16-22: Ammonizioni al priore Si enumerano quindi pochi doveri del nuovo funzionario. In realtà SB si limita ad inculcargli con energia la riverenza e l'assoluta obbedienza all'abate (v. 16) e l'osservanza più esatta della Regola (v.17). Passa invece a descrivere minuziosamente il processo di riprensione nel caso di un priore superbo, fino alla sospensione dall'ufficio, dopo quattro ammonizioni, e addirittura fino all'espulsione dal monastero (vv. 18-21).
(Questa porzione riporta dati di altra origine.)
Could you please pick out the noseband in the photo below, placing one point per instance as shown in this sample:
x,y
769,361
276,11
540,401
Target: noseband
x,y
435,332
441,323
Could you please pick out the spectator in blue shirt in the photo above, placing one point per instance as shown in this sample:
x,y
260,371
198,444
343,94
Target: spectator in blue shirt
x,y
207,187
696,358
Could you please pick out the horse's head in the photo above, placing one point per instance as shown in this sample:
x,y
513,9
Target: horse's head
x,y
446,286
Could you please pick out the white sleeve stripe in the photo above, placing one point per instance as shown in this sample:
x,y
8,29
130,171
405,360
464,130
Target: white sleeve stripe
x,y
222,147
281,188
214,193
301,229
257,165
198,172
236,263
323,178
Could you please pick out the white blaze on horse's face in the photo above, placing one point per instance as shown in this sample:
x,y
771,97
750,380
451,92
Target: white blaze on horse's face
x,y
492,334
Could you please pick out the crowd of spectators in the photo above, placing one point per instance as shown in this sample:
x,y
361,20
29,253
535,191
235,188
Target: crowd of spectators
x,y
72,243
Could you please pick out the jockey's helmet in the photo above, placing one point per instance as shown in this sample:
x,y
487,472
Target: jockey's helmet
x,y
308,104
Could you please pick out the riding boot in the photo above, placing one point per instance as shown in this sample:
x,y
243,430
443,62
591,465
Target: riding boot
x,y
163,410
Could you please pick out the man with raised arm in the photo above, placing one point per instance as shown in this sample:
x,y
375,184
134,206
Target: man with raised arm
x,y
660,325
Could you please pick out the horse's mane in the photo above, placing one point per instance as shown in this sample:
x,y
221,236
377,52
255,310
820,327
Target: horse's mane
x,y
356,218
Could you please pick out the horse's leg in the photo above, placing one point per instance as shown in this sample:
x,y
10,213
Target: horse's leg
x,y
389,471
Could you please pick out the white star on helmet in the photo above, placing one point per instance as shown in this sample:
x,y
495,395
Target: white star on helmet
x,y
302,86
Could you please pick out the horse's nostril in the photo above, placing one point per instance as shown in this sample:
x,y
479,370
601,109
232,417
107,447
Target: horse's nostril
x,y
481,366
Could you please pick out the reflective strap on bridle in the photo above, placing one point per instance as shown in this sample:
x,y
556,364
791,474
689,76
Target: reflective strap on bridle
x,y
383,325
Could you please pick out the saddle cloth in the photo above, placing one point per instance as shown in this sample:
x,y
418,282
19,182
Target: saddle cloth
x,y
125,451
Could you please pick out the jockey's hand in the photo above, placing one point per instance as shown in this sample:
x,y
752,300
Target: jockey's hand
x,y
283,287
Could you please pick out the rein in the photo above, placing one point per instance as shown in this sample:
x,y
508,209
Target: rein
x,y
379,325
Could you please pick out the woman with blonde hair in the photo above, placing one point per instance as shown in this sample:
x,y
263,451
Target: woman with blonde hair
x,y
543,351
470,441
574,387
Leggendo queste righe così insolitamente severe, si ha l'impressione che SB prevede che tali casi possono succedere con frequenza. Al v. 22 c'è però una clausola per l'abate: la lite e le passioni di parte potrebbero offuscare anche il giudizio dell'abate; SB che vuole così alto e retto il padre del monastero, non ignora che anche lui è un uomo; e gli ricorda – al solito – il rendiconto a Dio. E così il capitolo 65 non parla tanto del priore – come gli altri capitoli che trattano dell'abate e degli altri officiali del monastero – ma parla piuttosto contro il priore; cioè SB denigra talmente questo ufficio, quasi per scoraggiare dal metterlo in atto, preferendo sempre l'organizzazione per decani.
Evoluzione storica
Storicamente il sistema priorale – malgrado questo capitolo di SB – finì col prevalere su quello decanale! Nel medioevo fu detto “praepositus” anche il monaco che presiedeva all'amministrazione temporale; “prior” invece l'addetto alla disciplina conventuale. Oggi il “praepositus” della RB si suole chiamarlo “priore”, e più precisamente “priore claustrale” (dove c'el'abate), perché a lui è affidata la disciplina interna del monastero; è chiamato così per distinguerlo dal "priore conventuale" che è capo di un monastero _sui iuris_ senza avere la dignita
abbaziale.
Conclusione sui collaboratori dell'abate Secondo la RB i principali collaboratori dell'abate sono dunque i decani (c. 21), il cellerario (c. 31), il priore (c. 65) con cui l'abate possa condividere i suoi pesi (ma naturalmente ci sono anche altri officiali nel monastero: maestro dei novizi, portinaio, foresterario, ecc...). La più grande importanza per la pace e la tranquillità del cenobio SB la annette al cellerario, la cui figura morale tratteggia con singolare predilezione: un buon economo, fidato, prudente, caritatevole, umile, libererà l'abate da una parte particolarmente dura delle sue responsabilità (quella materiale ed economica), in modo che egli possa dedicarsi pienamente al servizio spirituale dei fratelli.
Tratto da: APPUNTI SULLA REGOLA DI S. BENEDETTO – di D. Lorenzo Sena, OSB. Silv.